Rourke nunca resultó un ángel virtuoso. Él bebía del exceso, que era de donde obtenía sus virtudes. Y se pasó. Acabó convirtiendo sus facciones en una identidad calcinada. Convirtió los pómulos en un bloque de plastilina. De esos desechos emergió con «El luchador» y «Sin City», una cinta donde encarnaba a un Frankenstein tierno, violento y suicida que se le ceñía al alma como una bolsa de plástico a un ahogado. Después de haber amasado la carne de su rostro con el rodillo de las cirugías estéticas, ha recuperado ahora parte de su identidad a través de un médico hábil. El brillo de su mirada había desaparecido entre la turgente piel que deja el «bótox» y los estiramientos innecesarios. Nunca será el chico que hubo antes de entrar en un quirófano para arreglarse las deformidades que le imprimió el cuadrilátero. La piel acartonada de la frente, los pómulos saludables... no son él. Pero en sus ojos aún puede contemplarse la ceniza que han dejado en su alma las borracheras y los arrepentimientos, la amarga piel que recubre nuestras conciencias. Su autenticidad late todavía con viveza, pero no en la parte reconstruida de su fisionomía, sino en la piel que aún no ha sido profanada por ningún bisturí. Y, sobre todo, en esa manera distinguida de agarrar el bate de béisbol.
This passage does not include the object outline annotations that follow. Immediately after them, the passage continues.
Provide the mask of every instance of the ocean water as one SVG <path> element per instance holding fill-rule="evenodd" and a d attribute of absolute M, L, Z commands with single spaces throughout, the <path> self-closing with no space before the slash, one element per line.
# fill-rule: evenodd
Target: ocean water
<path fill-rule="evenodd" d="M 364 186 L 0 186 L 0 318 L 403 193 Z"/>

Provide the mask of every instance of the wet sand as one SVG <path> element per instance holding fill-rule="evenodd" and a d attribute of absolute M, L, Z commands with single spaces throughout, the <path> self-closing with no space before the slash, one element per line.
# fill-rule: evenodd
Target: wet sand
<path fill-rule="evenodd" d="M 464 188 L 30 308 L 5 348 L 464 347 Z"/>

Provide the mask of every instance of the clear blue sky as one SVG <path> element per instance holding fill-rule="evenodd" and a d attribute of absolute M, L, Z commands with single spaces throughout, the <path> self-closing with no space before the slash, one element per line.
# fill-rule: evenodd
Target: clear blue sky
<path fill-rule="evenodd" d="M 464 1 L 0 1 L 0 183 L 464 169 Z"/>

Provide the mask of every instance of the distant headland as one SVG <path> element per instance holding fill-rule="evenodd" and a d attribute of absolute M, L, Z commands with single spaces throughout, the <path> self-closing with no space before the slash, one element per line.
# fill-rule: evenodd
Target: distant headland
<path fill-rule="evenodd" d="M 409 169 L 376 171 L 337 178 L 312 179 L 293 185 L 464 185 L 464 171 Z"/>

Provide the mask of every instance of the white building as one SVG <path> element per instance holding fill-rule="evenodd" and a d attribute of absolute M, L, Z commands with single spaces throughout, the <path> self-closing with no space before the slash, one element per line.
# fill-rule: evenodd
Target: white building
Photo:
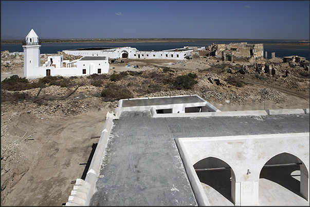
<path fill-rule="evenodd" d="M 309 206 L 309 120 L 196 95 L 121 100 L 66 205 Z"/>
<path fill-rule="evenodd" d="M 139 51 L 135 48 L 124 47 L 74 49 L 63 52 L 74 55 L 107 56 L 110 59 L 184 60 L 192 55 L 193 49 L 194 47 L 185 46 L 162 51 Z M 202 49 L 205 49 L 205 47 L 197 48 L 197 50 Z"/>
<path fill-rule="evenodd" d="M 24 48 L 24 76 L 40 78 L 48 76 L 87 76 L 93 73 L 107 73 L 109 63 L 107 57 L 87 57 L 73 61 L 63 60 L 63 55 L 53 55 L 40 66 L 41 41 L 31 29 L 23 42 Z"/>

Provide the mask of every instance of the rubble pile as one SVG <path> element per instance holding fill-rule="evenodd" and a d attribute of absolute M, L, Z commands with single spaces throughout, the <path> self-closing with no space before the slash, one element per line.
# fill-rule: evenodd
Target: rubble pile
<path fill-rule="evenodd" d="M 146 66 L 143 66 L 142 67 L 142 69 L 145 70 L 154 70 L 155 69 L 157 69 L 157 68 L 153 66 L 153 65 L 147 65 Z"/>
<path fill-rule="evenodd" d="M 265 99 L 266 100 L 271 100 L 277 104 L 282 104 L 285 103 L 287 100 L 286 96 L 282 92 L 267 88 L 260 89 L 256 95 L 260 97 L 256 101 L 257 103 L 263 102 Z"/>

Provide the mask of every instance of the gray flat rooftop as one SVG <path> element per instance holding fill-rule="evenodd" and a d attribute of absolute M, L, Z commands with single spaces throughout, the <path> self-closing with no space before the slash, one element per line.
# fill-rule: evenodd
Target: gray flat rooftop
<path fill-rule="evenodd" d="M 156 98 L 149 99 L 123 100 L 121 107 L 154 106 L 191 103 L 205 103 L 205 101 L 195 96 Z"/>
<path fill-rule="evenodd" d="M 114 47 L 87 47 L 86 48 L 78 48 L 78 49 L 71 49 L 69 50 L 106 50 L 107 49 L 112 49 Z"/>
<path fill-rule="evenodd" d="M 174 139 L 309 132 L 309 114 L 152 118 L 113 121 L 90 205 L 197 205 Z"/>
<path fill-rule="evenodd" d="M 105 61 L 106 60 L 105 56 L 86 56 L 82 58 L 81 61 Z"/>

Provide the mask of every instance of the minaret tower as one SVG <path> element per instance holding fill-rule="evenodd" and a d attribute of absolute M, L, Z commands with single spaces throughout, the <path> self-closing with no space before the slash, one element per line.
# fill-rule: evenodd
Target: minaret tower
<path fill-rule="evenodd" d="M 40 67 L 40 48 L 41 40 L 31 29 L 23 42 L 24 48 L 24 76 L 35 76 L 33 68 Z"/>

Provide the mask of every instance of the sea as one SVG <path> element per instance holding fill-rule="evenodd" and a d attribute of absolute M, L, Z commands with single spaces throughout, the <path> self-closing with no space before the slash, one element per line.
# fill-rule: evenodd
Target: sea
<path fill-rule="evenodd" d="M 89 47 L 131 47 L 140 51 L 161 51 L 171 49 L 181 48 L 185 46 L 208 47 L 213 43 L 228 44 L 231 42 L 246 42 L 248 44 L 264 44 L 264 52 L 267 52 L 267 58 L 271 58 L 271 52 L 276 53 L 276 57 L 283 58 L 286 56 L 298 55 L 306 58 L 310 61 L 310 47 L 304 45 L 271 45 L 275 43 L 299 43 L 301 41 L 285 40 L 245 40 L 235 42 L 228 40 L 204 41 L 201 42 L 182 42 L 165 43 L 42 43 L 41 54 L 56 54 L 58 51 L 65 50 Z M 308 41 L 307 42 L 308 42 Z M 8 50 L 10 52 L 23 52 L 21 44 L 1 44 L 1 51 Z M 265 52 L 264 52 L 265 55 Z"/>

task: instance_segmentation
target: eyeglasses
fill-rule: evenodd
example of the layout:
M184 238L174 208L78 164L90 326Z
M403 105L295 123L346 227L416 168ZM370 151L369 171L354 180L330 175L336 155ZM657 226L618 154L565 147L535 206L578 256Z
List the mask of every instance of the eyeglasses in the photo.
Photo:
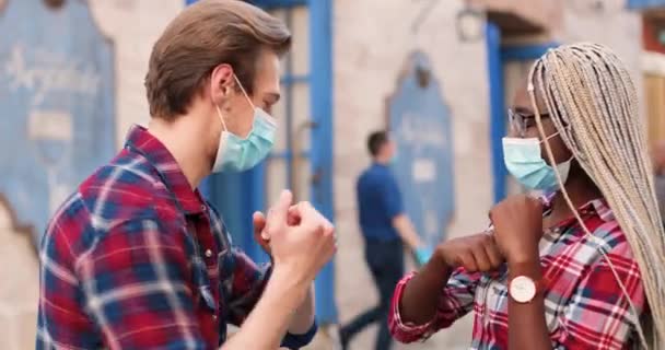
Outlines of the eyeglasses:
M524 138L528 128L536 126L535 114L524 114L513 109L508 109L508 118L511 130L518 137ZM549 118L549 113L540 114L540 118Z

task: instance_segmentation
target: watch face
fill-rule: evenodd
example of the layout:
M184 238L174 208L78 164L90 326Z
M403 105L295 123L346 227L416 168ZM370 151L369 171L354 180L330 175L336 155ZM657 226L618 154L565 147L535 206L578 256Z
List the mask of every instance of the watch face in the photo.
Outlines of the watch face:
M515 277L511 281L509 291L517 303L528 303L536 296L536 283L526 276Z

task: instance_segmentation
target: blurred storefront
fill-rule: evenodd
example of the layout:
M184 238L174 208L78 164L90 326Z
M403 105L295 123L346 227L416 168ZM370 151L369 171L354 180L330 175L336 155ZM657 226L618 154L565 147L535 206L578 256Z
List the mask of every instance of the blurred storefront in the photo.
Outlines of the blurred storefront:
M152 44L189 2L194 1L0 0L0 28L11 34L0 39L0 72L9 71L8 67L32 67L19 66L12 54L14 38L24 37L26 48L52 48L65 57L77 56L79 60L72 61L80 63L72 69L108 75L104 81L109 84L100 90L104 93L95 101L103 103L95 107L86 107L75 90L58 90L58 94L69 94L69 100L62 100L69 105L60 108L68 113L54 114L54 108L47 108L50 114L37 115L46 115L42 118L52 126L44 124L47 127L30 133L26 130L35 114L28 112L44 109L31 102L38 94L26 88L9 91L8 86L16 86L14 81L26 85L31 82L26 77L36 73L13 78L0 73L0 106L5 114L12 113L0 121L0 141L5 142L0 164L5 175L16 175L0 180L0 205L4 207L0 208L0 247L12 252L0 254L0 348L34 347L30 341L34 327L14 325L19 319L21 325L30 325L36 312L34 242L54 210L49 198L72 190L89 168L106 162L121 147L131 124L149 119L142 82ZM215 175L203 190L222 211L235 243L257 259L266 257L247 234L250 213L267 208L284 187L335 221L339 253L317 280L317 316L324 325L345 322L375 302L370 275L360 267L364 266L363 245L354 195L355 178L370 162L365 137L371 131L389 128L398 141L396 172L407 194L406 206L431 243L485 229L492 203L520 190L503 170L500 144L506 130L505 108L533 60L550 47L592 40L617 50L637 83L645 86L640 94L646 96L652 139L665 137L665 34L661 33L665 16L658 10L664 1L252 2L283 19L293 32L294 47L282 66L283 103L275 113L282 133L264 164L246 174ZM23 12L10 16L12 9ZM63 26L63 19L73 11L78 11L73 19L81 22ZM34 25L35 19L40 25ZM94 69L86 68L91 62L96 62ZM49 61L54 70L66 70L56 63ZM51 94L60 102L58 96ZM96 108L98 105L104 107ZM95 118L100 124L92 122ZM74 127L77 122L89 122L91 129ZM11 141L14 139L26 144L20 152L14 151L20 148L19 141ZM77 166L75 173L56 171L66 186L54 190L48 187L49 168L38 163L36 140L50 142L47 147L56 141L66 148L74 143L94 147L94 152L77 155L88 163ZM74 164L72 155L63 154L66 165L57 168ZM22 166L24 173L19 172ZM23 176L27 168L30 177ZM24 195L12 195L18 185L27 185ZM23 292L16 292L16 287ZM463 349L469 339L467 319L455 330L413 348ZM372 341L371 334L362 335L353 349L370 349ZM325 339L322 343L313 348L330 348Z

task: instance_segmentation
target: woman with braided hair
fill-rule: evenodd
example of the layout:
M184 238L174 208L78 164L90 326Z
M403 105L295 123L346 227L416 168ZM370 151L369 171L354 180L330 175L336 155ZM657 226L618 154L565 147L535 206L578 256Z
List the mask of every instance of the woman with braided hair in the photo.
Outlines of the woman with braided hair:
M509 110L509 197L487 232L405 277L389 325L427 339L475 312L471 349L663 349L665 234L635 88L595 44L538 59Z

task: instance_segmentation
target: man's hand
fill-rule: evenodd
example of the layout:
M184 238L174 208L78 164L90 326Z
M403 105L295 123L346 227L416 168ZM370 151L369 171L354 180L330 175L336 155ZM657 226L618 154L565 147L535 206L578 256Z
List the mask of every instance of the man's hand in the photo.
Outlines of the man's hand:
M335 228L310 202L291 208L293 195L283 191L268 212L265 233L275 266L285 268L296 280L314 280L337 250Z
M434 254L450 268L464 267L469 272L493 271L504 261L494 238L487 233L447 241Z
M287 224L295 226L300 224L300 213L298 212L298 205L289 208L289 215L287 217ZM266 232L266 215L262 212L257 211L252 217L254 223L254 241L272 258L272 252L270 250L270 235Z
M538 261L542 237L542 203L525 196L513 196L490 211L494 240L509 262Z

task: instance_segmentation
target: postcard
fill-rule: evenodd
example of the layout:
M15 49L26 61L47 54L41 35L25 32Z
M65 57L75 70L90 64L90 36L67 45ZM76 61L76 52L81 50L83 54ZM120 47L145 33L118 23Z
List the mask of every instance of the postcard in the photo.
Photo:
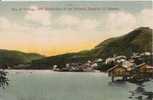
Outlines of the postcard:
M152 1L0 1L0 100L152 100Z

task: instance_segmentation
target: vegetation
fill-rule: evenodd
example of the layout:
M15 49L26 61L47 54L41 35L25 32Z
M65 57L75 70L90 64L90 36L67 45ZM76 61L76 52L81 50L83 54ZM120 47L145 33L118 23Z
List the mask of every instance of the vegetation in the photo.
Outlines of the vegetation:
M0 87L5 88L8 85L7 72L0 70Z
M33 68L50 68L52 65L65 66L66 63L85 62L96 58L112 57L114 54L131 56L134 52L152 52L152 29L140 27L120 37L110 38L91 50L78 53L68 53L51 56L45 59L34 60L31 63ZM110 67L110 66L106 66Z

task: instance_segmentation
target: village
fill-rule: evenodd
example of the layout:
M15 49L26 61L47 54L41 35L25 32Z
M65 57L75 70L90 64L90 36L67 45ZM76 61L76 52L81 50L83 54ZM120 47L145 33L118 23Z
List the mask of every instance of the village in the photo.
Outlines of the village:
M113 56L107 59L88 60L86 63L67 63L65 67L53 66L53 71L67 72L107 72L112 81L144 81L153 78L151 52L133 53L132 56Z

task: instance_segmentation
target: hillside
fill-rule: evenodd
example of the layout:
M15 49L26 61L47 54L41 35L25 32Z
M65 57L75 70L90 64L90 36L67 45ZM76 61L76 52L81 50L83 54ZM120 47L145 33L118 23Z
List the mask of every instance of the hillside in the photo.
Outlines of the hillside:
M95 56L105 58L114 54L129 56L133 52L152 51L152 29L137 28L124 36L105 40L93 51Z
M72 62L85 62L98 57L107 58L115 55L130 56L133 52L152 51L152 29L148 27L137 28L124 36L110 38L92 50L51 56L45 59L35 60L31 68L48 68L56 65L65 65Z
M17 65L30 63L32 60L42 59L44 56L36 53L23 53L14 50L2 50L0 49L0 65Z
Mito erótico en decadencia

Operaciones hasta en las orejas

Antes de que Christian Gray, protagonista del «best seller» erótico más vendido de los últimos tiempos, sedujese a lectores de medio mundo con sus fantasías sexuales, otro Gray, John (encarnado por Mickey Rourke), conseguía a través de la gran pantalla revolucionar la vida sexual de Elizabeth McGraw (Kim Basinger) en «Nueve semanas y media» (1986) (en la imagen). La película no sólo hizo que muchos espectadores comenzasen a contemplar la nevera como una fuente de lujuria, también encumbró a sus protagonistas a «sex simbols» planetarios al ritmo del «You Can Leave Your Hat On» de Joe Cocker. En los 90 el actor decidió arriesgar su cara bonita sobre el ring y acabó entregado a las cirugías: en 2012, se había hecho ya cinco operaciones en la nariz, una en el pómulo y dos en una oreja.